The age distribution was 6,901 people (27.0%) under the age of 18, 2,742 people (10.7%) aged 18 to 24, 7,220 people (28.3%) aged 25 to 44, 5,825 people (22.8%) aged 45 to 64, and 2,852 people (11.2%) who were 65 or older. The median age was 33.7 years. For every 100 females, there were 97.0 males. For every 100 females age 18 and over, there were 93.5 males.

There were 6,923 housing units at an average density of 2,748.2 per square mile, of the occupied units 4,897 (73.1%) were owner-occupied and 1,801 (26.9%) were rented. The homeowner vacancy rate was 1.0%; the rental vacancy rate was 5.5%. 18,510 people (72.5% of the population) lived in owner-occupied housing units and 6,936 people (27.2%) lived in rental housing units.

According to the 2010 United States Census, West Whittier-Los Nietos had a median household income of $60,525, with 9.4% of the population living below the federal poverty line.

===2023 American Community Survey===
In 2023, the US Census Bureau estimated that the median household income was $101,138, and the per capita income was $30,896. About 6.4% of families and 10.5% of the population were below the poverty line.
==History==

Los Nietos is among the oldest communities in Southern California. The Los Nietos School District was established in 1861 and a Methodist circuit centered on the city was founded in 1867.

The community grew up around the Rancho Los Nietos and its constituent rancho Rancho Santa Gertrudes. Los Nietos was listed as a township in the 1860 and 1870 census, with its area comprising most of the old Rancho Los Nietos, thereby stretching from the Puente Hills south to Long Beach. Census records report a population of 605 in 1860 and 1,544 in 1870.

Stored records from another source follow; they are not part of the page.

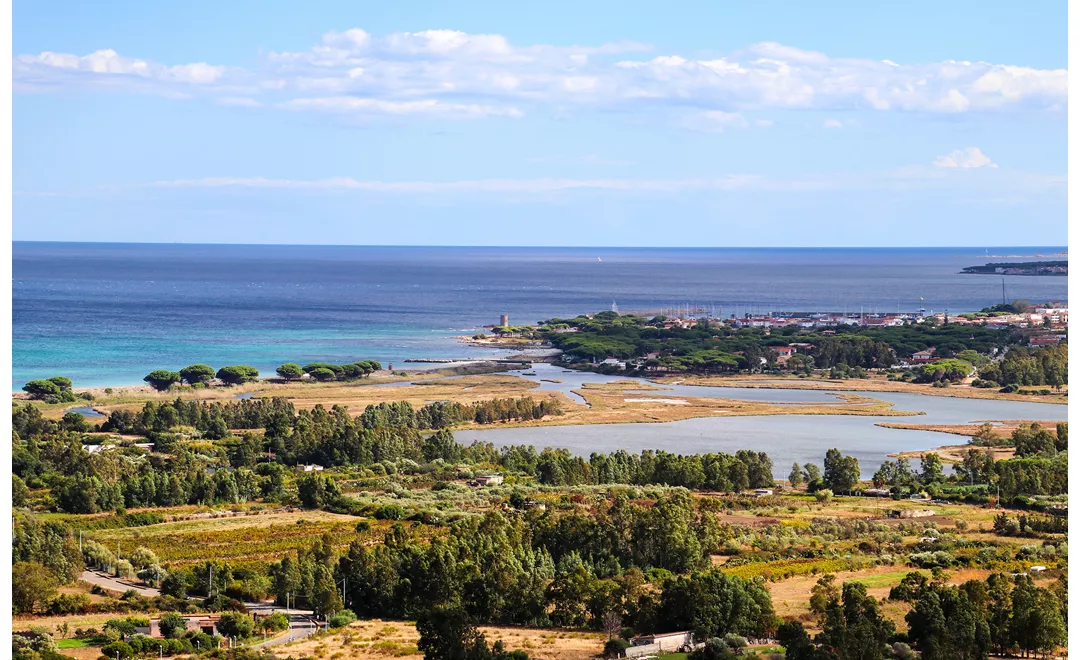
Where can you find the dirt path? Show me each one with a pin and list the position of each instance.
(301, 623)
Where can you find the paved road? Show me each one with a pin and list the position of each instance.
(301, 621)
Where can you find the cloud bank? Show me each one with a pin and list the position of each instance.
(447, 73)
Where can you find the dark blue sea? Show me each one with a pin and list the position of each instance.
(106, 313)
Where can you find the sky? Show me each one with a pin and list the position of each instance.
(757, 123)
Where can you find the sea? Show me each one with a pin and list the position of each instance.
(108, 313)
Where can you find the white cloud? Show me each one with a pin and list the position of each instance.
(238, 102)
(985, 182)
(590, 159)
(969, 157)
(107, 63)
(350, 105)
(469, 76)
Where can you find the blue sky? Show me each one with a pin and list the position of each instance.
(566, 123)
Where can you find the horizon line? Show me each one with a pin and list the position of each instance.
(983, 246)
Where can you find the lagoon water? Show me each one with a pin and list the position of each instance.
(106, 314)
(784, 438)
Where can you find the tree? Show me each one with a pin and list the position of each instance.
(162, 379)
(611, 623)
(446, 634)
(142, 557)
(173, 625)
(714, 604)
(18, 492)
(797, 644)
(235, 624)
(854, 629)
(985, 436)
(931, 470)
(841, 472)
(291, 371)
(31, 583)
(316, 490)
(237, 374)
(322, 374)
(795, 479)
(197, 374)
(823, 592)
(41, 389)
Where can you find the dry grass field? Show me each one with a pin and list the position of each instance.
(379, 640)
(874, 384)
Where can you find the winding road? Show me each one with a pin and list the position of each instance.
(301, 623)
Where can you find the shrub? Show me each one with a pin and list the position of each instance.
(389, 512)
(173, 624)
(613, 648)
(342, 618)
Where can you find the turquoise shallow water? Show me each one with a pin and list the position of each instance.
(106, 314)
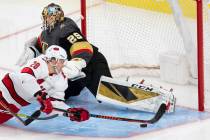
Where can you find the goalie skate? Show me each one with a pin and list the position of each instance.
(134, 96)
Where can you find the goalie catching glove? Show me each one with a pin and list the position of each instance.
(77, 114)
(29, 52)
(45, 102)
(73, 68)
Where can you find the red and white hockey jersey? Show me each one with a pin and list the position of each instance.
(18, 88)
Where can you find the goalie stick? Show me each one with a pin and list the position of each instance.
(153, 120)
(38, 118)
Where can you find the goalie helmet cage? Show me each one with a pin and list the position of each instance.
(132, 34)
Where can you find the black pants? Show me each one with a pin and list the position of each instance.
(97, 67)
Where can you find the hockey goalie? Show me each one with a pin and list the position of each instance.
(140, 97)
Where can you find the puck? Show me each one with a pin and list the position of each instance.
(143, 125)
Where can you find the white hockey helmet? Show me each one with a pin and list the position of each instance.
(56, 52)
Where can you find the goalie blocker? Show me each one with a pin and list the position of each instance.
(140, 97)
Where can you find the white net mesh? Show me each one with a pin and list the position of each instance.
(133, 34)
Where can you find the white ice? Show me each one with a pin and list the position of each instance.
(20, 20)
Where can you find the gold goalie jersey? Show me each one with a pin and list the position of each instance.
(67, 35)
(134, 96)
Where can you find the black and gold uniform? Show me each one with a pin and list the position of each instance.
(67, 35)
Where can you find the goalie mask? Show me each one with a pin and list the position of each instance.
(51, 15)
(56, 56)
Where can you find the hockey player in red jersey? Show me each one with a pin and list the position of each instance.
(40, 79)
(82, 55)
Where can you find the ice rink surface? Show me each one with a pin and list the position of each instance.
(21, 21)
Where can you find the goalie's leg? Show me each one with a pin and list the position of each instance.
(4, 116)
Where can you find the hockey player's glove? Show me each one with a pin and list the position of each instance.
(46, 105)
(78, 114)
(72, 69)
(29, 52)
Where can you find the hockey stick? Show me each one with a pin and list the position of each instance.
(156, 118)
(26, 122)
(38, 118)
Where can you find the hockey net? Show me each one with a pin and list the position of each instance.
(143, 38)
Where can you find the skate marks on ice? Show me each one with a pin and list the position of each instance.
(95, 127)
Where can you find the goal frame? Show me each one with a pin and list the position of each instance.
(200, 56)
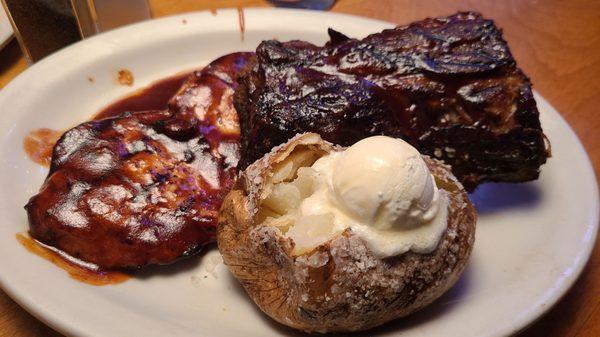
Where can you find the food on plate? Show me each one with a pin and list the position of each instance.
(327, 239)
(145, 187)
(449, 86)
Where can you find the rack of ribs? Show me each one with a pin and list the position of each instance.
(449, 86)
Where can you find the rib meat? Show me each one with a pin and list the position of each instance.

From the 1950s to the 1980s the community was served by the Whittier Downs Shopping Center.

==Notable people==
Herschel K. Mitchell (1913–2000), biochemist and geneticist, was born in Los Nietos

==Education==
The area is served by the Whittier Union High School District, primarily Pioneer High. For elementary school, the area is served by the Los Nietos School District and the Whittier City School District. Two middle schools are in the area (Katherine Edwards and Los Nietos) as are several elementary schools (Aeolian, Nelson, Phelan, Sorensen and West Whittier)

==Politics==
In the state legislature West Whittier-Los Nietos is located in the 30th Senate District, represented by Democrat Bob Archuleta, and in the 56th Assembly District, represented by Democrat Lisa Calderon. Federally, West Whittier-Los Nietos is located in California's 38th congressional district, which is represented by Democrat Linda Sánchez.

The Los Angeles County Sheriff's Department operates the Pico Rivera Station in Pico Rivera, serving West Whittier.